Original-experimentalRole of late sodium current in modulating the proarrhythmic and antiarrhythmic effects of quinidine
Introduction
Quinidine is a class IA antiarrhythmic drug with the effect of reducing multiple ion currents, including both Na+ and K+ channel currents (e.g., INa, IKr, IKs, IK1, IK-ATP, Ito).1, 2, 3 Quinidine is used to treat both atrial and ventricular tachyarrhythmias. By virtue of its electrophysiologic actions of inhibiting IK and increasing the ventricular effective refractory period, quinidine can also reduce arrhythmic activity in patients with short QT syndrome caused by gain of function of potassium channels3, 4 and in patients with Brugada syndrome caused by loss-of-function sodium channelopathies.3, 4, 5, 6 However, it has been recognized for decades that clinical use of quinidine is associated with recurrent syncope (i.e., quinidine syncope) and sudden death due to QT prolongation and polymorphic ventricular tachycardia (torsade de pointes [TdP]).1, 2 The incidence of TdP caused by quinidine is 1.5% to 8.8% or higher per patient-year of treatment.1, 7 Because the incidence of TdP is dose independent and the sensitivity of patients to the proarrhythmic effects of quinidine is highly variable,1 an understanding of the causes of proarrhythmic effects of quinidine in patients has been difficult to achieve.

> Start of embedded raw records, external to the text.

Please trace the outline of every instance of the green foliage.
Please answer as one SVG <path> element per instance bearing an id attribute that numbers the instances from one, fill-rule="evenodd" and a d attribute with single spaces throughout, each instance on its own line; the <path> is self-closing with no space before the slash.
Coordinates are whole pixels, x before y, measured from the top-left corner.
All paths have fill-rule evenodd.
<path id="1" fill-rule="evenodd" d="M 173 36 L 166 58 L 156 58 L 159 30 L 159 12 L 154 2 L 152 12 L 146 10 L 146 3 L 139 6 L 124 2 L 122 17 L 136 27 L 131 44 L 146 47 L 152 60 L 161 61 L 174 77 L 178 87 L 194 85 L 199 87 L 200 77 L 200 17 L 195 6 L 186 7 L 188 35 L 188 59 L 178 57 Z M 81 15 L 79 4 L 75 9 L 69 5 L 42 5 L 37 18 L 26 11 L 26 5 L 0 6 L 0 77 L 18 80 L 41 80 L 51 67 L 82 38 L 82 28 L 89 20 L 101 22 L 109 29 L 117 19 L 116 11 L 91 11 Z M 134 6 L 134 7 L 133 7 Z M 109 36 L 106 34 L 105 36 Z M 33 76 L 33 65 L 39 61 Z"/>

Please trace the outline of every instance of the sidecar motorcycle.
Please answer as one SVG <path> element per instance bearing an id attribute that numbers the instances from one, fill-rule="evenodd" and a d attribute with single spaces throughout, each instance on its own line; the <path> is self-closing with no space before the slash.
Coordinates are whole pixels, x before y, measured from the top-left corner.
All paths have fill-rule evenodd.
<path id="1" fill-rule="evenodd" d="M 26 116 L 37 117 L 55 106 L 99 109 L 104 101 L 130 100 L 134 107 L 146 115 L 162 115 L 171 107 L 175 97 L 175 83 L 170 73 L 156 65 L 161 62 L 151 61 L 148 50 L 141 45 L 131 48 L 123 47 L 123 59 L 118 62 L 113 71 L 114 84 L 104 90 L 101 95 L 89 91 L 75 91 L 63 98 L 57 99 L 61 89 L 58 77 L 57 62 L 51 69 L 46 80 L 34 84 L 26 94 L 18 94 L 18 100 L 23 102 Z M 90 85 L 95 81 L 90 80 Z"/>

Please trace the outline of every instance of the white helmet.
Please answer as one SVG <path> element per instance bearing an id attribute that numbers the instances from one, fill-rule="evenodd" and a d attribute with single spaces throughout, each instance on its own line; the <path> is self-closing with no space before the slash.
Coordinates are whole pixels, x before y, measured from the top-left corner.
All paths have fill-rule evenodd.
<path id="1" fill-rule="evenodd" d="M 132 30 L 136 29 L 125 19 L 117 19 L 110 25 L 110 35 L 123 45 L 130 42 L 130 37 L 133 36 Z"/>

In cardiac tissue, quinidine produces an open-state block of the sodium channel, decreases the upstroke velocity of the action potential, and causes a use-dependent increase in the QRS interval. It also blocks IKr and prolongs action potential duration (APD), an effect that is greater at slower than at faster heart rates.8 Both Na+ and K+ channel block caused by a multi–ion-channel blocker are concentration dependent and can be potential mechanisms of either antiarrhythmic or proarrhythmic activity.9 Therefore, it has been difficult to clarify the mechanisms that are responsible for the proarrhythmic activity of quinidine. We hypothesized that if block of IKr by quinidine reduced repolarization reserve more than block of INa increased it, the drug would be proarrhythmic. This situation is likely to exist when repolarization reserve is decreased due to an enhancement of late INa. Because repolarization reserve is reduced in the female rabbit heart treated with a low concentration of sea anemone toxin II (ATX-II) and exposure to ATX-II mimics the congenital or acquired conditions that increase late INa, we investigated the proarrhythmic and antiarrhythmic effects of quinidine using this rabbit heart model. In addition, by taking advantage of the unusual biphasic quinidine-induced changes in electrophysiologic parameters and in the occurrence of TdP, it was possible in this study to analyze the probability of TdP as a function of increases in the values of a number of these individual parameters.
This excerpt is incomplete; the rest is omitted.